The shot ripped a ragged hole through the stillness, its sound near enough to strike physically against him. Wakened, he remained a motionless moment in his blankets, keen to the possibilities of the night, hearing the echoes of the shot break and run down the corridors of these hills and die out remotely. His fire was dead and a thin, damp fog lay along the ground, with the curdled blackness of early morning condensed in the sky. The shot, he decided, had come from the canyon on his left. Down there brush began to break before a traveling body. He lifted his head from the saddle and reached beneath it and pulled his gun from the holster; and kicked aside his blankets, rolling quietly away. He got up and stood behind a tree. His horse blew out a gusty breath.
Somebody crashed up the side of the canyon without regard for secrecy. He heard the sound of a quirt slashing down and the reaching grunts of a pony. The rider came straight on, broke through the last brush and reached the little clearing. The pony stopped, and the breathing of animal and rider rasped heavily across the black; the pony was turning around and around, without control, and the riders shape seemed to sway and almost fall from the saddle. An odd groan came out of the rider, very thin and very high. After that he wheeled and went away at a reckless gallop, bound east into the deeper mystery of the hills.

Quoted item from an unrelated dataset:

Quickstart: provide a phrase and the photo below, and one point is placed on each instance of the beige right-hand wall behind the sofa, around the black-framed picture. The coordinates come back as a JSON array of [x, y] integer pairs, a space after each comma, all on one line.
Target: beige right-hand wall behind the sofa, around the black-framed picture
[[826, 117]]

Buck Surratt remained by the tree until the last fugitive murmur had faded in the distance, then came back to his blankets and packed and lighted his pipe. He crouched down, pulling a blanket over his shoulders. There was no additional rumor in the canyon, no signal of life or pursuit. He lifted his watch to the pipe bowl and blew up the tobacco coals, and by that dim glow he registered the time. Ten minutes after two of a chilly morning. He replaced the watch and lay down in the blankets, supported on an elbow, his thinking sharp and taciturn and wary. There was, he understood, no more sleep for him. That one shot had destroyed all his security; his nearness to it had enmeshed him in whatever trouble was to follow. So considering, he debated his course and at half-past three, with a dim band of light beginning to break above the Gray Bull peaks, he rose and went down that slope whence the fugitive had come. At the bottom he distinguished a small clearing and a line riders log cabin. The door was open and a saddled pony stood nearby. He came up to the door, listening for sounds that never arrived. Presently he went in.

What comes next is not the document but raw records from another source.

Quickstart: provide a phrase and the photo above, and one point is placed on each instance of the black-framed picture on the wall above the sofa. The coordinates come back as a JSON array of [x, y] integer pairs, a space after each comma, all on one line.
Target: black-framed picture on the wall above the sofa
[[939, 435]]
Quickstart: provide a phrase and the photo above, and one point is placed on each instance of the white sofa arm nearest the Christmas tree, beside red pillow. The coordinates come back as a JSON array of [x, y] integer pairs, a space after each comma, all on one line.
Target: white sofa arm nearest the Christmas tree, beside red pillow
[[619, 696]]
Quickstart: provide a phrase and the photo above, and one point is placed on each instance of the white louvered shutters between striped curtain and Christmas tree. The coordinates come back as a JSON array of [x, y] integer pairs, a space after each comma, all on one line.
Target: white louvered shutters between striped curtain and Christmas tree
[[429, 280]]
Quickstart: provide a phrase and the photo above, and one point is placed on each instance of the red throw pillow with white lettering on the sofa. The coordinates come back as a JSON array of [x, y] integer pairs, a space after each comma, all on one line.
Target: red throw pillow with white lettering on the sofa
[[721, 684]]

Twenty minutes later he climbed back up the canyon, breathing hard, the pipe clenched more tightly between his teeth. All his motions were swift and decided. He saddled and caught up his blankets; and then did a strange thing. Until this point in his journeyings he had worn his gun. Now he put gun and holster and belt in the blanket roll and lashed it behind the saddle. A little beyond four oclock, with full daylight breaking, he rode eastward away from his camp.